How to filter vector searches by another attribute?

Steve_Howard · October 19, 2023, 1:51pm

I am struggling to come up with a way to filter for a given document, rather than all. I found an especially helpful example for $vectorSearch using a movies database on the Mongo blog (Building Generative AI Applications Using MongoDB: Harnessing the Power of Atlas Vector Search and Open Source Models | MongoDB), but I am looking for an example in which a list of product recommendations based on a customers past purchases. My thought is the flow will be:

Take each purchase and create an embedding for it (name, category, description)
Store each embedding along with the purchase
Create a knnVector search index on the embedding column in the purchases collection, which also has the customer data (id, name, etc.)
Take each product and create an embedding for it (name, category, description)

When I want to generate a list of similar products based on past purchases is where I am stuck. I am assuming I can use a $eq on customer email, or whatever. Let’s say a customer has three purchases. What I can’t wrap my brain around is whether I should be:

creating a concatenated list of the three purchases and embeddings for each and looping through these and looking for similar matches in all the products embeddings (this seems inefficient)
storing each of the three purchases separately and using the $eq aggregation on the customer email.

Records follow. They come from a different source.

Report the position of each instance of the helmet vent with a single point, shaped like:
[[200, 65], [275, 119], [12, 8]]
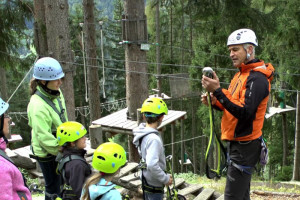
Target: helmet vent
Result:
[[101, 158]]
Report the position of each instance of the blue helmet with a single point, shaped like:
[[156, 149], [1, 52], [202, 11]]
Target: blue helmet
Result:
[[3, 106], [47, 69]]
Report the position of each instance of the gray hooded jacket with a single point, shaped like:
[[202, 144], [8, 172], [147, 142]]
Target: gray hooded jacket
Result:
[[152, 151]]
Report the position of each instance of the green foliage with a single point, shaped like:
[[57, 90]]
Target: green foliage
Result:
[[285, 174]]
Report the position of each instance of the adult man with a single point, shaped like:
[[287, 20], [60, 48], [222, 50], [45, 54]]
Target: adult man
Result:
[[244, 105]]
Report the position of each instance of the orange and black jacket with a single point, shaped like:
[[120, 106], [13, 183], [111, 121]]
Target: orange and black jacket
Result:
[[244, 104]]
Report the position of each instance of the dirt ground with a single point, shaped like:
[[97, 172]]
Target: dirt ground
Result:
[[273, 197]]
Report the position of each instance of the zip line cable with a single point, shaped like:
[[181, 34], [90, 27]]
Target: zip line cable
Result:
[[22, 81], [138, 72]]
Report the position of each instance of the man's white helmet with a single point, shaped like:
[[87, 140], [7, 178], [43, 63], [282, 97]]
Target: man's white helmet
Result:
[[242, 36]]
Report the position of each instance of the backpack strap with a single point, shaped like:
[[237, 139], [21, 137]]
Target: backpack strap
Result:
[[100, 196], [3, 154], [50, 103], [63, 161]]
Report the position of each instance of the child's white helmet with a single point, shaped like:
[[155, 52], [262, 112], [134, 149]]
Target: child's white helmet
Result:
[[47, 69]]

The example for the vector search has:

result = client['sample_mflix']['movies'].aggregate([
  { '$vectorSearch': {
       'queryVector': embed,
       'path': 'plot_embedding',
       'numCandidates': 100,
       'limit': 5,
       'index': 'sampleindex'
     }
  }
])

If I plug in the $eq operator, will this meet what I need? I am testing concurrently with this post, so I amy find out on my own, but I wanted to float this as I am most likely making it too hard

Steve_Howard · October 19, 2023, 3:52pm

I figured this one out using this:

This brings me back to the design question. Is there a way to pass an embedded document of purchases to vector search, or if I have multiple customer orders, will a filter on the customer ID, email, etc. be the filter? That should return a list of products with multiple embeddings for products and multiple orders for the customer, correct?

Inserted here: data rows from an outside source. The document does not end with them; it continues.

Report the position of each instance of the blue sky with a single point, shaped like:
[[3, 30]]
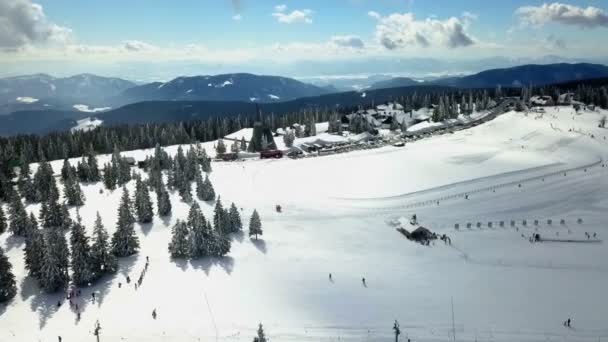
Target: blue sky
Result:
[[60, 36]]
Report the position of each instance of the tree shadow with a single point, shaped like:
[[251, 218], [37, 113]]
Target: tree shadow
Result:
[[13, 241], [260, 245], [29, 287], [182, 263], [239, 236], [125, 265], [205, 264], [146, 227], [166, 220], [45, 304]]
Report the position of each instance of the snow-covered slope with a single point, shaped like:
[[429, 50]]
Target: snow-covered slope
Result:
[[338, 217]]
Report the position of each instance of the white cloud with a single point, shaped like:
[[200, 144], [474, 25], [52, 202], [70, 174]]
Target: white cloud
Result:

Is that efficient, or is there something I am not considering?

Steve_Howard · October 19, 2023, 9:00pm

I think I have a gap in design. I have a skus collection for which I have created vector embeddings, as well as the same attributes and vector embeddings for a customer orders collection. I am picturing looping through the customer ID’s and doing a vector search for each vector embedding for that customer against the skus collection and its embedding. That seems inefficient.

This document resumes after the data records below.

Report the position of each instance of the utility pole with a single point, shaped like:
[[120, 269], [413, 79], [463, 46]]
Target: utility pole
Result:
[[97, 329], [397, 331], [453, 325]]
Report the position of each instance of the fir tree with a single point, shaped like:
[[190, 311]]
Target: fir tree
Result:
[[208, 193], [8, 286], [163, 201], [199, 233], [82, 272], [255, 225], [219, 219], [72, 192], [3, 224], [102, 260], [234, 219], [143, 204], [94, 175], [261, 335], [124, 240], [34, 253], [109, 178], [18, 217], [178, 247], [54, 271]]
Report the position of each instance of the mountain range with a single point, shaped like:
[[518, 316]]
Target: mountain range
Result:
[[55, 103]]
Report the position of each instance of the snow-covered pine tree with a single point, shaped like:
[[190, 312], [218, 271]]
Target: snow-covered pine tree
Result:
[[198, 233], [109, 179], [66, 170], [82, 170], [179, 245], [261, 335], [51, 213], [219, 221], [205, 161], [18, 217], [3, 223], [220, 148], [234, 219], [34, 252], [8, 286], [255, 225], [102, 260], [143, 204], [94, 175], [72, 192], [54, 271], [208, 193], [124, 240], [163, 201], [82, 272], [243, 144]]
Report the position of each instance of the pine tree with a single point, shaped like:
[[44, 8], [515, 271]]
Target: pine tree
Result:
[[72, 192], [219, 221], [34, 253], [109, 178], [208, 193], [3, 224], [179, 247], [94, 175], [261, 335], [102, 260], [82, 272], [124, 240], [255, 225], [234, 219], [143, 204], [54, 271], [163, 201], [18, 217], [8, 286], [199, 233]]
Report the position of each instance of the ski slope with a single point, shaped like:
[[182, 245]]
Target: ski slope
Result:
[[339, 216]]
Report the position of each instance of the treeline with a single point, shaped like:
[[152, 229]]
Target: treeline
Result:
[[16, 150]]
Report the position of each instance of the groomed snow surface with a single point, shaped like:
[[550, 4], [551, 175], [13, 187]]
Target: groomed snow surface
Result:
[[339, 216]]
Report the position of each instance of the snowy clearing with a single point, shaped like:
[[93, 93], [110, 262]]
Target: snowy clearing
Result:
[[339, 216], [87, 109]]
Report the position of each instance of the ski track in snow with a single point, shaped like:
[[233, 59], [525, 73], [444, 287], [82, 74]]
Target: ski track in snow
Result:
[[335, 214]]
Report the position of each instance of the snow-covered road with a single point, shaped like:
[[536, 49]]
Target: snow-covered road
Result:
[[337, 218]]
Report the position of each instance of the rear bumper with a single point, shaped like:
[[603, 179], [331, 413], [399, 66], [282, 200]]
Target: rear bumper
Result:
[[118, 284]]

Is there a pattern for what I am looking to do?

Aasawari · November 2, 2023, 9:49am

Hi @Steve_Howard and welcome to MongoDB community forums!!

As mentioned in the documentations for embeddedDocuments, you can’t define a field inside the embeddedDocuments type as the knnVector type.

The recommendation would be to rethink on the database design to use the knn search algorithms. It would be beneficial if you could share your current design model so that we could help you further.

Regards
Aasawari